Esa información, la de las parejas sexuales de las personas a las que investigaba, no era la única que acercaba a esas personas para hacerles saber que los tenía bajo la mira: también interceptaba llamados telefónicos, encuentros políticos y correspondencia. John Lennon, Marilyn Monroe, Albert Einstein, Groucho Marx, Pablo Picasso y Elvis fueron apenas algunas de las celebridades de las que Hoover supo muchísimo, además de los presidentes que no conseguían despedirlo.

En medio de la Segunda Guerra Mundial, su contraespionaje a agentes nazis y japoneses estuvo signado por las acciones ilegales. También su infiltración en organizaciones de izquierda que se oponían a la Guerra de Vietnam y en las que luchaban por el fin del segregacionismo a lo largo de todo el país. El FBI fue el arma más poderosa del macartismo: exageró las inclinaciones políticas de aquellos a los que percibía como peligrosos, especialmente si sospechaba que eran comunistas. Encabezó una deliberada “caza de brujas” y hasta llegó a proponerle a Harry Truman, uno de los presidentes a los que sirvió, suspender la posibilidad de que la ciudadanía presentara recursos de hábeas corpus y, luego, detener a unas 12.000 personas “sospechosas de deslealtad”.

Martin Luther King
Una de las últimas apariciones públicas de Martin Luther King antes de su asesinato. (Bettmann/)

En cada una de sus operaciones, el racismo que Hoover arrastraba desde siempre era tal como lo describían cuando era un estudiante secundario: implacable. La presencia de agentes afroamericanos en el FBI era menos que una excepción. Al momento de su muerte, cuando ya eran 5.000 trabajadores, menos del 1% pertenecían a ese universo.

Ese ensañamiento tuvo un destinatario favorito: Martin Luther King. Lo espió, intervino las habitaciones de hotel en las que se alojaba, su correspondencia, sus encuentros sexuales. El líder del gran movimiento por la lucha de los derechos civiles ganó el Premio Nobel de la Paz en 1964 y, apenas después, Hoover puso en marcha una operación para la que, fríamente, había esperado el momento indicado.

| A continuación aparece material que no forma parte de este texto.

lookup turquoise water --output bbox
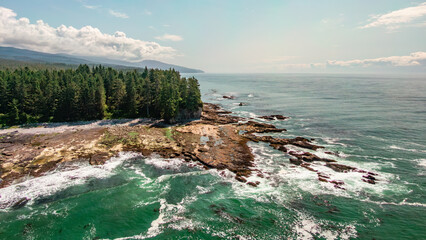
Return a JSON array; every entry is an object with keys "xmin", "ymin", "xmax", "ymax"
[{"xmin": 1, "ymin": 74, "xmax": 425, "ymax": 239}]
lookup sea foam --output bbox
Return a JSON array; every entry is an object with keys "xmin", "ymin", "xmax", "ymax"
[{"xmin": 0, "ymin": 152, "xmax": 139, "ymax": 209}]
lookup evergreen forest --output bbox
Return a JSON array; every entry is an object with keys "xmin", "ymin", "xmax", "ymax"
[{"xmin": 0, "ymin": 65, "xmax": 203, "ymax": 126}]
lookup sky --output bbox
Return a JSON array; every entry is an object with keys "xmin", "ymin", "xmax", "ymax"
[{"xmin": 0, "ymin": 0, "xmax": 425, "ymax": 73}]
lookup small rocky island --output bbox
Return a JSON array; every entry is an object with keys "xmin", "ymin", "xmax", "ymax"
[{"xmin": 0, "ymin": 102, "xmax": 377, "ymax": 196}]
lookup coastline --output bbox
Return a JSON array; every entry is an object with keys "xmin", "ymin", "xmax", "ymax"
[{"xmin": 0, "ymin": 103, "xmax": 377, "ymax": 207}]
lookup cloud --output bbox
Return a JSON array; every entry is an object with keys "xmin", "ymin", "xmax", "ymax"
[
  {"xmin": 327, "ymin": 52, "xmax": 426, "ymax": 67},
  {"xmin": 264, "ymin": 52, "xmax": 426, "ymax": 71},
  {"xmin": 83, "ymin": 5, "xmax": 99, "ymax": 9},
  {"xmin": 155, "ymin": 34, "xmax": 183, "ymax": 42},
  {"xmin": 144, "ymin": 10, "xmax": 152, "ymax": 16},
  {"xmin": 277, "ymin": 63, "xmax": 326, "ymax": 69},
  {"xmin": 0, "ymin": 6, "xmax": 176, "ymax": 61},
  {"xmin": 361, "ymin": 2, "xmax": 426, "ymax": 29},
  {"xmin": 109, "ymin": 9, "xmax": 129, "ymax": 19}
]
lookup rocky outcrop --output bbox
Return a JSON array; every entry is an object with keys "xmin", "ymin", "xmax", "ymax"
[{"xmin": 0, "ymin": 102, "xmax": 377, "ymax": 193}]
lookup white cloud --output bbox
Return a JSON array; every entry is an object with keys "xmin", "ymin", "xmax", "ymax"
[
  {"xmin": 155, "ymin": 34, "xmax": 183, "ymax": 42},
  {"xmin": 0, "ymin": 7, "xmax": 176, "ymax": 61},
  {"xmin": 109, "ymin": 9, "xmax": 129, "ymax": 19},
  {"xmin": 278, "ymin": 63, "xmax": 326, "ymax": 69},
  {"xmin": 83, "ymin": 5, "xmax": 99, "ymax": 9},
  {"xmin": 144, "ymin": 10, "xmax": 152, "ymax": 16},
  {"xmin": 361, "ymin": 2, "xmax": 426, "ymax": 29},
  {"xmin": 264, "ymin": 52, "xmax": 426, "ymax": 71},
  {"xmin": 327, "ymin": 52, "xmax": 426, "ymax": 67}
]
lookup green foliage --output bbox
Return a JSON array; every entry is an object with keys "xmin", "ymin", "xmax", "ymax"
[{"xmin": 0, "ymin": 65, "xmax": 202, "ymax": 126}]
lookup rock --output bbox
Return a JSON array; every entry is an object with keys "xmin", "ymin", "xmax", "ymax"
[
  {"xmin": 362, "ymin": 179, "xmax": 376, "ymax": 184},
  {"xmin": 291, "ymin": 152, "xmax": 321, "ymax": 162},
  {"xmin": 330, "ymin": 180, "xmax": 344, "ymax": 185},
  {"xmin": 239, "ymin": 121, "xmax": 286, "ymax": 134},
  {"xmin": 89, "ymin": 152, "xmax": 110, "ymax": 165},
  {"xmin": 235, "ymin": 175, "xmax": 247, "ymax": 182},
  {"xmin": 301, "ymin": 163, "xmax": 317, "ymax": 172},
  {"xmin": 1, "ymin": 152, "xmax": 12, "ymax": 156},
  {"xmin": 289, "ymin": 158, "xmax": 303, "ymax": 165},
  {"xmin": 325, "ymin": 151, "xmax": 340, "ymax": 157},
  {"xmin": 318, "ymin": 177, "xmax": 328, "ymax": 182},
  {"xmin": 259, "ymin": 115, "xmax": 289, "ymax": 121},
  {"xmin": 223, "ymin": 95, "xmax": 236, "ymax": 100},
  {"xmin": 325, "ymin": 163, "xmax": 357, "ymax": 173},
  {"xmin": 247, "ymin": 181, "xmax": 258, "ymax": 187},
  {"xmin": 270, "ymin": 144, "xmax": 287, "ymax": 152},
  {"xmin": 363, "ymin": 175, "xmax": 376, "ymax": 181},
  {"xmin": 198, "ymin": 147, "xmax": 208, "ymax": 152},
  {"xmin": 11, "ymin": 197, "xmax": 30, "ymax": 209},
  {"xmin": 239, "ymin": 102, "xmax": 247, "ymax": 106},
  {"xmin": 290, "ymin": 139, "xmax": 323, "ymax": 150},
  {"xmin": 317, "ymin": 173, "xmax": 330, "ymax": 179}
]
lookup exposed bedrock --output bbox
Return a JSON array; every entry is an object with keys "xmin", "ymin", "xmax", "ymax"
[{"xmin": 0, "ymin": 102, "xmax": 377, "ymax": 196}]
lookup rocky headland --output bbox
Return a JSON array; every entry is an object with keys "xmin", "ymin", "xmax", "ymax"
[{"xmin": 0, "ymin": 103, "xmax": 377, "ymax": 196}]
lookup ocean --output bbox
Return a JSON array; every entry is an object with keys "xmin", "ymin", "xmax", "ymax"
[{"xmin": 1, "ymin": 73, "xmax": 425, "ymax": 239}]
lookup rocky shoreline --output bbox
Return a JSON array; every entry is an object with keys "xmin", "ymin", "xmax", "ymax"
[{"xmin": 0, "ymin": 103, "xmax": 377, "ymax": 195}]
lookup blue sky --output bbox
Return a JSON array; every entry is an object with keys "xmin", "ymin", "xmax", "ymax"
[{"xmin": 0, "ymin": 0, "xmax": 425, "ymax": 73}]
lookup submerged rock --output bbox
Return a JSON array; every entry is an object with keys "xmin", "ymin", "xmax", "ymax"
[{"xmin": 11, "ymin": 197, "xmax": 30, "ymax": 209}]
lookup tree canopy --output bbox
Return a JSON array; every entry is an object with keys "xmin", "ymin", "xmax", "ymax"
[{"xmin": 0, "ymin": 65, "xmax": 203, "ymax": 126}]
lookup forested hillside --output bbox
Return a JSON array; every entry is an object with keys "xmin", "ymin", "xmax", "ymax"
[{"xmin": 0, "ymin": 65, "xmax": 202, "ymax": 126}]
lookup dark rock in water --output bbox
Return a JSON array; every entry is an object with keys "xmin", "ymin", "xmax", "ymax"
[
  {"xmin": 321, "ymin": 158, "xmax": 337, "ymax": 163},
  {"xmin": 22, "ymin": 223, "xmax": 33, "ymax": 235},
  {"xmin": 238, "ymin": 102, "xmax": 247, "ymax": 106},
  {"xmin": 325, "ymin": 163, "xmax": 357, "ymax": 173},
  {"xmin": 327, "ymin": 206, "xmax": 340, "ymax": 214},
  {"xmin": 325, "ymin": 151, "xmax": 340, "ymax": 157},
  {"xmin": 363, "ymin": 175, "xmax": 376, "ymax": 181},
  {"xmin": 318, "ymin": 177, "xmax": 328, "ymax": 182},
  {"xmin": 270, "ymin": 144, "xmax": 287, "ymax": 152},
  {"xmin": 291, "ymin": 152, "xmax": 322, "ymax": 162},
  {"xmin": 239, "ymin": 121, "xmax": 286, "ymax": 133},
  {"xmin": 290, "ymin": 138, "xmax": 323, "ymax": 150},
  {"xmin": 223, "ymin": 95, "xmax": 236, "ymax": 100},
  {"xmin": 235, "ymin": 175, "xmax": 247, "ymax": 182},
  {"xmin": 362, "ymin": 179, "xmax": 376, "ymax": 184},
  {"xmin": 330, "ymin": 180, "xmax": 344, "ymax": 185},
  {"xmin": 259, "ymin": 115, "xmax": 289, "ymax": 121},
  {"xmin": 11, "ymin": 197, "xmax": 30, "ymax": 209},
  {"xmin": 317, "ymin": 173, "xmax": 329, "ymax": 178},
  {"xmin": 247, "ymin": 181, "xmax": 258, "ymax": 187},
  {"xmin": 289, "ymin": 158, "xmax": 303, "ymax": 165},
  {"xmin": 301, "ymin": 163, "xmax": 317, "ymax": 172}
]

Le hizo llegar a Coretta Scott King, la esposa del reverendo, un sobre con grabaciones que daban cuenta de relaciones extramatrimoniales por parte de él. Pero además, incluyó una carta, absolutamente inventada por el FBI, que se atribuía a un seguidor de King, tristemente decepcionado, en la que lo definía como “un animal sucio y anormal” y lo instaba a suicidarse. Esos eran los métodos que Hoover estaba dispuesto a poner en juego.

Silencio hasta el final

La madrugada del 2 de mayo de 1972 J. Edgar Hoover dejó el cargo que había ostentado por casi cincuenta años. La muerte fue lo único que pudo separarlo del FBI, cuyo edificio central lleva su nombre aunque algún congresista intentó borrarlo por su legado al menos polémico.

Ni Kennedy, cuyo asesinato, demostraría el Congreso, había sido investigado por el FBI menos profundamente de lo que correspondía, ni Nixon, ni Truman, ni Johnson habían logrado sacar a Hoover de su camino. Tampoco la ley: trabajó hasta después del límite establecido para jubilarse.

Murió en la casa que le heredaría a Clyde Tolson, en la que nunca faltaba una foto suya conversando con el presidente de turno en el recibidor, un busto suyo en el descanso más grande de las escaleras, una pintura que lo retrataba y muchas fotos suyas con los personajes más famosos de todas las décadas en las que ejerció el poder. Algunos de ellos, víctimas de su espionaje.

Había profesionalizado una fuerza policial que, desde entonces, tiene el nombre más reconocido de Occidente y había abusado criminalmente de los poderes que le otorgaba su cargo.

Helen Gandy, su secretaria de toda la vida, destruyó todos los expedientes confidenciales que daban cuenta de cómo Hoover había construido pero sobre todo sostenido su imperio. De esa manera nadie podría espiar nada.